Thaletas, coming from an island where the dance had been important from prehistoric times, and finding in Sparta the same friendly atmosphere of open Dorian life, introduced the festival of the Gymnopædia, in which boys displayed the perfected beauty of their naked bodies in athletic dances and, by means of formal songs in unison, began the “choral lyric.” This poetic form, passing far beyond its birthplace, became everywhere in Greece the chief expression of public worship of gods and heroes and stimulated the powers of such poets as Simonides and Pindar and Bacchylides. Thaletas was lost sight of in his greater successor Alcman, who not only was credited with the creation as well as with the cultivation of the choral lyric, but also was adjudged so successful in all his work that Alexandrian scholars included him in their canon of the melic poets, with Pindar and Sappho.
Terpander and Thaletas are little more than names, familiar only to those who study origins.
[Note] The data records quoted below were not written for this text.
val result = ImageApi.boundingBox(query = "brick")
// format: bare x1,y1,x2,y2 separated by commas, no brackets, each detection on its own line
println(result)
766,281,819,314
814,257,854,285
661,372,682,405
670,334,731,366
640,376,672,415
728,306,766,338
Alcman and Tyrtæus, the poet of the Messenian War, are representatives of the vital poetry which Sparta cherished in her supple youth before her ideals had matured and her life had irreparably settled into its narrow grooves. Tyrtæus was probably an Athenian, even if it is mere legend that he was a lame schoolmaster sent by Athens in derision when Sparta appealed for help in the second Messenian War. Alcman was born in Sardis, though probably of Hellenic blood. If our traditional dates are correct, some years at least of their lives must have coincided. Their poetry in general represented different modes, Tyrtæus being the earliest master, outside of Ionia, of the flute-accompanied elegiac distich, the lusty heir of the Homeric hexameter, while Alcman established many of the more delicate measures permitted by the versatile lyre. Their poetic purposes, however, were influenced in common by the Dorian atmosphere in which they lived.
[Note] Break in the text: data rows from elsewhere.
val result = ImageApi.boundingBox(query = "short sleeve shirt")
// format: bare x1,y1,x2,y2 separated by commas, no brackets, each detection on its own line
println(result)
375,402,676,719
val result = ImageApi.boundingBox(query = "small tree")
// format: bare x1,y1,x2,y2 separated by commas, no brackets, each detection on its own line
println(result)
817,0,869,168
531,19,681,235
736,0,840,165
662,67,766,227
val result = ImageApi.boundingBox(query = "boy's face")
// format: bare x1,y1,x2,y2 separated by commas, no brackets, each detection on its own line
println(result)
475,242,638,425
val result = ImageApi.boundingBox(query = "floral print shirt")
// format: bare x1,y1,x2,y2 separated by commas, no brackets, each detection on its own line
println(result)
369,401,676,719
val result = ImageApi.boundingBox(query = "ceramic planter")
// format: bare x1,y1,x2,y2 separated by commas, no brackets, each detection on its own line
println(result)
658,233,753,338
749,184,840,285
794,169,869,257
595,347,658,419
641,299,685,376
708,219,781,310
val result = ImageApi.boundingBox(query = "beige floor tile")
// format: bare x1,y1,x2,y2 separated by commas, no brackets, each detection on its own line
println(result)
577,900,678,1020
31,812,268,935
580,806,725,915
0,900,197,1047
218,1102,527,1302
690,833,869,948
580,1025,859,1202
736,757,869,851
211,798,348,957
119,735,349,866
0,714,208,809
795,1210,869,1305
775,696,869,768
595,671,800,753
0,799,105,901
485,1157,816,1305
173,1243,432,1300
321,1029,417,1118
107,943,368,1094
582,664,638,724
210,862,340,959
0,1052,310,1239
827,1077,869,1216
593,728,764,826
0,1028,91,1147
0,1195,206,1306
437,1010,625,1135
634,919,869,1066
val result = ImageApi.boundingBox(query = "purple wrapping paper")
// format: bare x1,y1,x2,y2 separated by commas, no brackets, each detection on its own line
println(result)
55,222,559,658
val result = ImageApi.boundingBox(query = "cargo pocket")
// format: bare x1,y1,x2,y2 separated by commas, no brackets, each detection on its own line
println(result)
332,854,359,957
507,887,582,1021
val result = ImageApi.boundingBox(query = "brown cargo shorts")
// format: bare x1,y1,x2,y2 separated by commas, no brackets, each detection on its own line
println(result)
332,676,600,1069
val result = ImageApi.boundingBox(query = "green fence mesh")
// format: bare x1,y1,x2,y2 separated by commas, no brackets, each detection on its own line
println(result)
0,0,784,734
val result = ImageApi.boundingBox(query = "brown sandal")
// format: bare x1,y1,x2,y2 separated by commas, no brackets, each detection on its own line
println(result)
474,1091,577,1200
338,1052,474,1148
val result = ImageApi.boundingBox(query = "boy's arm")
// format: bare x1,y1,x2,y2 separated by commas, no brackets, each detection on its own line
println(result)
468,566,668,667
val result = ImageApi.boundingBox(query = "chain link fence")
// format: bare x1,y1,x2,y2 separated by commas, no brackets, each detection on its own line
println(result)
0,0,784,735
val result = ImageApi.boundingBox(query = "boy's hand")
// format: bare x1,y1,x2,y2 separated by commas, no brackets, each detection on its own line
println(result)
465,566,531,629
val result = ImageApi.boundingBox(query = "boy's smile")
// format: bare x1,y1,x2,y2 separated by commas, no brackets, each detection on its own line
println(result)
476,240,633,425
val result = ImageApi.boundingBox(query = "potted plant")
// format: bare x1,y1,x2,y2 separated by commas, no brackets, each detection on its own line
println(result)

In Tyrtæus this showed itself in the creation of martial verse, which seems to have been powerfully influential in arousing into active service, at a time of need, the courage and the perseverance ingrained in the Doric character. But his own racial gift made it impossible that his poetry should be confined to one country. In all parts of Greece, through many centuries, it expressed the ideal of courage. One of his anapæstic songs, intended to be sung by Spartan soldiers as they marched to battle, has been called the Marseillaise of Greece. A fragment of it still stirs the blood:—
“Up! youths of the Spartan nobles,
Ye citizen sons of the elders!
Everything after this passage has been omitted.